DALLAS (Reuters) - Black women with early-stage breast cancer have lower survival rates than their white counterparts even after taking into account variables such as tumor size and socioeconomic differences, researchers said.
"I think it's due to biological factors in the actual cancer, and this means that race may be a surrogate for a more adverse molecular profile within the cancer," said Dr. Kathy Albain, the study's senior researcher and a professor of medicine at Loyola University Chicago Medical Center.
The study, conducted by the Committee on Special Populations of the Southwest Oncology Group that Albain chairs, used databases from two national clinical trials done in the early 1990s.
It matched 317 pairs of women -- 317 black and 317 white -- who had been treated for early-stage breast cancer with chemotherapy and who had been followed after treatment over 10 years.
The survival rate of the white women after 10 years was 86 percent compared to 76 percent for the black women.
All the women had the same tumor stage and were treated identically. The potential influence of age, tumor differences, education level and socioeconomic status also was considered.
The study then took into account the fact that black women were more likely to have discontinued treatment early, to have missed appointments or delayed treatment and had lower initial white blood cell counts. But they had the same relative doses of total chemotherapy delivered during treatment.
Even after adjusting for all of these variables, the survival rate of black women remained worse.
"What we learned is that treatment factors do not explain the racial disparities in survival outcome for early breast cancer," Albain told Reuters in a telephone interview.

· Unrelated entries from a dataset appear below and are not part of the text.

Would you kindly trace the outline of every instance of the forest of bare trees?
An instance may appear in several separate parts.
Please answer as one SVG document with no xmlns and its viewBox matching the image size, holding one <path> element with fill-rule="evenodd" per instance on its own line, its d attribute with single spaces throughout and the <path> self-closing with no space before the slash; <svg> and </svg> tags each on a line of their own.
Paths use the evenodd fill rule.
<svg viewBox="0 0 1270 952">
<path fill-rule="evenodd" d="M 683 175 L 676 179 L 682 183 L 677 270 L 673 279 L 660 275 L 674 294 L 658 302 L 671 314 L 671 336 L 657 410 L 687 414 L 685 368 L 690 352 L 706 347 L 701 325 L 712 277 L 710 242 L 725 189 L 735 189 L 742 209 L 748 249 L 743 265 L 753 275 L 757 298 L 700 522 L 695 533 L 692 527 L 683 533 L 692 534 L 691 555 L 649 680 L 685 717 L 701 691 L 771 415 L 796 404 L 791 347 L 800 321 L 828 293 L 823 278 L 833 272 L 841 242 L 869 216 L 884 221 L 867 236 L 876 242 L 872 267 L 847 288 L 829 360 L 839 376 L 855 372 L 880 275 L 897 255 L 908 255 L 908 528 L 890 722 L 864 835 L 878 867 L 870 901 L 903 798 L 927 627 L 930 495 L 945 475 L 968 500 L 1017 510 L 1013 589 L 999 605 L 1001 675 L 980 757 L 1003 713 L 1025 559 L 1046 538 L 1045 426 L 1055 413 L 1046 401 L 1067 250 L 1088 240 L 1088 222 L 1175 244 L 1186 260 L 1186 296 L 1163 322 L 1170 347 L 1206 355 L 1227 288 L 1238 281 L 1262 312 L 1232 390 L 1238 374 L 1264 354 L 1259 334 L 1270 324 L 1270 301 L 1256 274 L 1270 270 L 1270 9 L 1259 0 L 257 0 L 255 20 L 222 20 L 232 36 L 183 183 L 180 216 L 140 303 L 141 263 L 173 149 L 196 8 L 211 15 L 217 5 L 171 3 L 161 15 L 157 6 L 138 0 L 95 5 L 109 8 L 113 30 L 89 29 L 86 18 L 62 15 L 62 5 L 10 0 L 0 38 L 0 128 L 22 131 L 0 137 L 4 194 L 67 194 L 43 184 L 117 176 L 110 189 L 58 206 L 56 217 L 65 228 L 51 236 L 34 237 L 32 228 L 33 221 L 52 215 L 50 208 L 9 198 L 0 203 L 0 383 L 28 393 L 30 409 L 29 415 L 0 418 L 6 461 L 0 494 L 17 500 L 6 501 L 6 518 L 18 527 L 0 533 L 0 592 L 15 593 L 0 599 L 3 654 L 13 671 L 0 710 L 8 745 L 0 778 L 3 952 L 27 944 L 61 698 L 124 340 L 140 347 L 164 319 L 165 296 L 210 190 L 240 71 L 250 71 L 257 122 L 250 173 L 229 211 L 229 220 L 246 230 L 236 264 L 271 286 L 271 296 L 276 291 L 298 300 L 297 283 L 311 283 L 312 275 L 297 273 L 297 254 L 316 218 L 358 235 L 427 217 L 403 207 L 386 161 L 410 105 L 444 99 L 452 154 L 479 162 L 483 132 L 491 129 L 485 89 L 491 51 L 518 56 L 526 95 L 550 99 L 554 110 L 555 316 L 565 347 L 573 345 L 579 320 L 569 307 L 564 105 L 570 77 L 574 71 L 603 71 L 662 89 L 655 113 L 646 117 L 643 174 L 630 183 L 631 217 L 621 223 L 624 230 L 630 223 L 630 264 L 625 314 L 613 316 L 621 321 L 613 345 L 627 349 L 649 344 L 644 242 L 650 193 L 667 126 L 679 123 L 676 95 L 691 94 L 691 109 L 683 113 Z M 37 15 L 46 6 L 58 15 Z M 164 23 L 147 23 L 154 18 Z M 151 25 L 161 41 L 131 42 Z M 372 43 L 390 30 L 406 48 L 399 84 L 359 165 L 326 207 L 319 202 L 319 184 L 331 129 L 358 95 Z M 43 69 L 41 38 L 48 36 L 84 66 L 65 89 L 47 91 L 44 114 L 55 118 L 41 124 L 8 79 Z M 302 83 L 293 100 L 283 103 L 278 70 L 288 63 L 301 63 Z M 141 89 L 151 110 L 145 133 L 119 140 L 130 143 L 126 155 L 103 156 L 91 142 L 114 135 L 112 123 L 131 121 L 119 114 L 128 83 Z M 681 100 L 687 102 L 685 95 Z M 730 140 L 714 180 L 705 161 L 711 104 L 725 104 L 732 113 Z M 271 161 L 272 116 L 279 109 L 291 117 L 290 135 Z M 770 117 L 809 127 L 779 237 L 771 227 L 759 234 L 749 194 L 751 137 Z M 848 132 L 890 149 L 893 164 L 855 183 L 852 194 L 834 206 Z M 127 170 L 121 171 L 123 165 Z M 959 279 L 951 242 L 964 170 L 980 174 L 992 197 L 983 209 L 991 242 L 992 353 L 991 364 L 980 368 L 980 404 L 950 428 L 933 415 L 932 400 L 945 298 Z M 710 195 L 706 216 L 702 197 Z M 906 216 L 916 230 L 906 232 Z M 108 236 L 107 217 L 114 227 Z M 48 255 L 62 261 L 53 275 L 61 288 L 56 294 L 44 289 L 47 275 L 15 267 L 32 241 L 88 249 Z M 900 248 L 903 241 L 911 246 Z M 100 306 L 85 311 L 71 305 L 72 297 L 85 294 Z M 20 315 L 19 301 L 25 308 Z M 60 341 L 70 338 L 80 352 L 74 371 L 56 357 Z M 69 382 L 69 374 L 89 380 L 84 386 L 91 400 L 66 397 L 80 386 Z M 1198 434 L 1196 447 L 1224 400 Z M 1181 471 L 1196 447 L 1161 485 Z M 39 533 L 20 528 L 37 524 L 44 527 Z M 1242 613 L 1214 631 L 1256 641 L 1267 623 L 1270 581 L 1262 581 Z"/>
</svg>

She said the study highlights the need for research into the genetic makeup of tumors for each patient, and for tailoring treatments to fight more aggressive cancers.
The study was presented late on Friday at the 29th annual San Antonio Breast Cancer Symposium.
Many different factors contribute to white women living longer after breast cancer than African American women. These include less frequent mammogram screenings, longer follow-up time after an abnormal mammogram, and delays and other differences in diagnosis and treatment.
The study reviewed here suggests that some of the difference in outcomes after early breast cancer between African American and white women may be because breast cancers in African American women are biologically different than breast cancers in white women. This means that the genetic makeup of the cancers is different.
In this study, the timing of diagnosis and treatment, cancer stage, and type of treatment were the same between the two groups of women. Still, 10 years after diagnosis, African American women with early breast cancer had a lower survival rate (76%) than white women (86%).
EVERY woman with breast cancer—no matter her age, height, weight, ethnicity, or medical history—is unique. And the same is true of every breast cancer. The challenge is to better understand the differences in breast cancer biology. Researchers hope to develop tests that can give us a fuller, more complete picture of a cancer's genetic makeup. Then treatments can be prescribed that are personalized for each cancer.